Taiwanese ruling party suffers loss

December 04, 1994|By Ian Johnson | Ian Johnson,Sun Staff Correspondent

TAIPEI, Taiwan -- The party that has ruled Taiwan for the last 45 years lost an election yesterday for control of Taiwan's capital city to an opposition party advocating that the island declare formal independence from China.

But the long-dominant Kuomintang, or Nationalist Party, retained the governorship of Taiwan, thereby offering support to Taiwan President Lee Teng-hui and his policy of gradual rapprochement with mainland China.

The Kuomintang, whose leaders fled China in 1949 after being defeated by the Communists, also kept control of the country's second city, Kaohsiung.

The Democratic Progressive Party was the winner in the capital, PTC Taipei. Although the Democratic Progressive Party played down the issue of independence during the campaign for mayor of Taipei, party members said the victory of candidate Chen Shui-bian would give it an unprecedented platform for its message of Taiwanese independence.

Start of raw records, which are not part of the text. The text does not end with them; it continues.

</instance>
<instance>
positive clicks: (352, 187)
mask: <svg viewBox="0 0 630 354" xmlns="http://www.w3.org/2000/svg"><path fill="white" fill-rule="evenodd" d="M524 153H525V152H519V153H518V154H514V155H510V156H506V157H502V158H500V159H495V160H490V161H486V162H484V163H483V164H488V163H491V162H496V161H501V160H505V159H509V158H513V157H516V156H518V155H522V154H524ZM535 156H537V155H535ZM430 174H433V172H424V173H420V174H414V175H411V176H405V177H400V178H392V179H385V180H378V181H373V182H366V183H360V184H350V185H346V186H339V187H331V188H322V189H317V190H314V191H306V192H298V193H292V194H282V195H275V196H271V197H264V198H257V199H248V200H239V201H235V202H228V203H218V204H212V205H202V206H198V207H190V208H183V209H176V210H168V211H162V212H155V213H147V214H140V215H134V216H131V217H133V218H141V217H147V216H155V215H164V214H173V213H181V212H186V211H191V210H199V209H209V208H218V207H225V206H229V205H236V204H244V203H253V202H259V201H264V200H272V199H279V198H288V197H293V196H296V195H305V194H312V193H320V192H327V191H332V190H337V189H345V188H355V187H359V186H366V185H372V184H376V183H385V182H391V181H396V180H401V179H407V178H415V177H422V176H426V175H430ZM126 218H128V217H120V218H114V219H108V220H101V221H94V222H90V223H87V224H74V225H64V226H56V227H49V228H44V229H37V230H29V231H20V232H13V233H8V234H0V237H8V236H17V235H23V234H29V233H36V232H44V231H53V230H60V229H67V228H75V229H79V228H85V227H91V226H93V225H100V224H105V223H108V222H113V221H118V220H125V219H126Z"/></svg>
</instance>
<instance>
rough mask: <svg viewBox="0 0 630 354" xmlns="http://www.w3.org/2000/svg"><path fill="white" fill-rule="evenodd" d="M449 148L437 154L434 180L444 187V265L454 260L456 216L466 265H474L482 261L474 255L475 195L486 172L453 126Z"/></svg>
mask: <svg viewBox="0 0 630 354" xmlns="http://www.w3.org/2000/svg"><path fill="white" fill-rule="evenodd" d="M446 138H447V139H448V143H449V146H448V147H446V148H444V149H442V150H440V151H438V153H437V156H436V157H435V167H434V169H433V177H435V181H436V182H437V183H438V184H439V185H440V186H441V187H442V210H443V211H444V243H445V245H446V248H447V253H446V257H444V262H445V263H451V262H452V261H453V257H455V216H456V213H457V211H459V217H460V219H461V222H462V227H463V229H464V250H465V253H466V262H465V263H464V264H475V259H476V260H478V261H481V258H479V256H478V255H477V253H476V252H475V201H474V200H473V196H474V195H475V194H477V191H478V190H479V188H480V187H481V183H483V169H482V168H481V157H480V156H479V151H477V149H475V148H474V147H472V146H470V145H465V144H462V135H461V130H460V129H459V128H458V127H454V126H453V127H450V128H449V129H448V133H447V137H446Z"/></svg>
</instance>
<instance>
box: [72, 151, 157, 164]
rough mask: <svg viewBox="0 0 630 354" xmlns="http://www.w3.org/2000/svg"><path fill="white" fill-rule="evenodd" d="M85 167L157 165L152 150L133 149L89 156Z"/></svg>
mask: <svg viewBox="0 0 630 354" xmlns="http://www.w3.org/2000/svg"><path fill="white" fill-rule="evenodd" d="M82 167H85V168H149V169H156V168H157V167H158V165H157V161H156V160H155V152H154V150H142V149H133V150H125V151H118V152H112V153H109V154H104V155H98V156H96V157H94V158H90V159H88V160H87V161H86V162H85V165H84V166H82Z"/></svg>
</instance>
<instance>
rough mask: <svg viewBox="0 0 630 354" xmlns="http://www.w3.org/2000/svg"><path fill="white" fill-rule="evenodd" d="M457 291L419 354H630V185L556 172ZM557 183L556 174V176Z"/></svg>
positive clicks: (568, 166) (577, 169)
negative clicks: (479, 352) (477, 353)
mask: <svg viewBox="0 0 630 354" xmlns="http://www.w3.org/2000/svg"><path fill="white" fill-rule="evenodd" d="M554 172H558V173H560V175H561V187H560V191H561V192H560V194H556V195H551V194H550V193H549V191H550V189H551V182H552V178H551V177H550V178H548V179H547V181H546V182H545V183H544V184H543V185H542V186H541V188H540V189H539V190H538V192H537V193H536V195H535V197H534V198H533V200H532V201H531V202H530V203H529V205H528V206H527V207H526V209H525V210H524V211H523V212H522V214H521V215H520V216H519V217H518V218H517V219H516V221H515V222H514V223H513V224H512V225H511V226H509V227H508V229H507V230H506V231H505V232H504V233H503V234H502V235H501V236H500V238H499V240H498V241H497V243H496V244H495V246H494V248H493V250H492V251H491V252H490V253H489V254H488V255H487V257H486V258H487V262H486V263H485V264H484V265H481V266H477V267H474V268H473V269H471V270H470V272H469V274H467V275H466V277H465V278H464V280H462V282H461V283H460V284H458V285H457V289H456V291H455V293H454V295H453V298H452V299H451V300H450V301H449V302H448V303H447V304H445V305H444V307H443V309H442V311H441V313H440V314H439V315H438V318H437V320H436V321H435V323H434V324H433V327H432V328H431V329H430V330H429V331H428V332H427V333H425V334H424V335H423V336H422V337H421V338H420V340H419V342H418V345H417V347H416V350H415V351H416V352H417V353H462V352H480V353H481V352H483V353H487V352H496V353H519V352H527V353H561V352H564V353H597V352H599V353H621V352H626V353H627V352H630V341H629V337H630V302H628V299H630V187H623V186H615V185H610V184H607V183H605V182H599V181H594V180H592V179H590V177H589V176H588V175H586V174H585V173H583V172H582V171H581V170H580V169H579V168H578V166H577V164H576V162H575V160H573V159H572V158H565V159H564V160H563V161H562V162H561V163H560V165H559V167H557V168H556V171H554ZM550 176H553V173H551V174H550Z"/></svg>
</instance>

"This changes the political scene in Taiwan," said Dr. Parris H. Chang, a DPP member of the national Parliament and a professor of political science at Penn State University. "We now have a very important city with huge financial resources. It will give us a big boost going into the presidential elections in early 1996,"

Dr. Chang said the DPP would push for a nationwide vote on declaring formal independence from the mainland. China still claims Taiwan as part of its territory and has threatened to use force if the island announced independence.

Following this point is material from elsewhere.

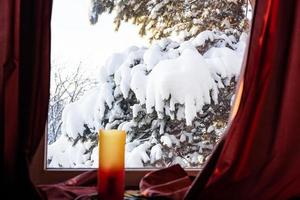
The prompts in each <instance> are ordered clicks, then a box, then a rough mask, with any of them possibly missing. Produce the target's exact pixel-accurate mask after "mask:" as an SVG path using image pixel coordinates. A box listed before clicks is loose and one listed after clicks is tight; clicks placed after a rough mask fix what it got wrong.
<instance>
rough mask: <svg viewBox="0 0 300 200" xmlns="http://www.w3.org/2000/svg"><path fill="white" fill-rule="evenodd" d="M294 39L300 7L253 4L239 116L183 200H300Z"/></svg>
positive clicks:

The Kuomintang, which has gradually relaxed its chokehold over political life on this island and allowed democracy to take root, was faced with defeat in Taipei ever since some of its members broke away earlier this year to create a third political force, called the New Party.

In fact, the Kuomintang finished third in Taipei, after the DPP and the New Party. The DPP captured the capital with 43.6 percent of the vote for Chen Shui-bian, against 30.5 percent for the New Party, and 25.9 percent for the Kuomintang incumbent.

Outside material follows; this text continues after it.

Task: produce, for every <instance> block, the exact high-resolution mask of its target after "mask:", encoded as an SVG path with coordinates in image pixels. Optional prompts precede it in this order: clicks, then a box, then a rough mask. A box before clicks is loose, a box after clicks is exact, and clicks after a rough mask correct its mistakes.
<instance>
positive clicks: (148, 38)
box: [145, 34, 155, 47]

In the provincial race, which covered 85 percent of Taiwan's territory, the Kuomintang candidate won easily over the DPP. The New Party's candidate, best known as a member of a Parliament who beat up other representatives, finished a distant third.

Although observers said that the elections were fair, they were marred by scuffles and name-calling. Earlier in the campaign, supporters of rival parties sometimes brawled at public events.

Vote-buying also took place but apparently on a smaller scale than in previous elections. The Kuomintang, which is widely identified with buying votes in rural areas, seems to be abandoning that tactic -- the opposition has successfully used it as an example of the Kuomintang's corruption.

More problematic to Taiwan's democratic development, the main Taiwan television stations did not give equal time last night to the DPP even in reporting the election results.

Mr. Chen's victory speech was suddenly cut off the air in favor of a speech by a representative of the Kuomintang.

In his speech, Mr. Chen said that the vote had "changed the history of Taiwan.

"This country has been run by one party for too long. Now we have a chance to show that another party can do better. We have this unique chance, and we must do our best not to let people down."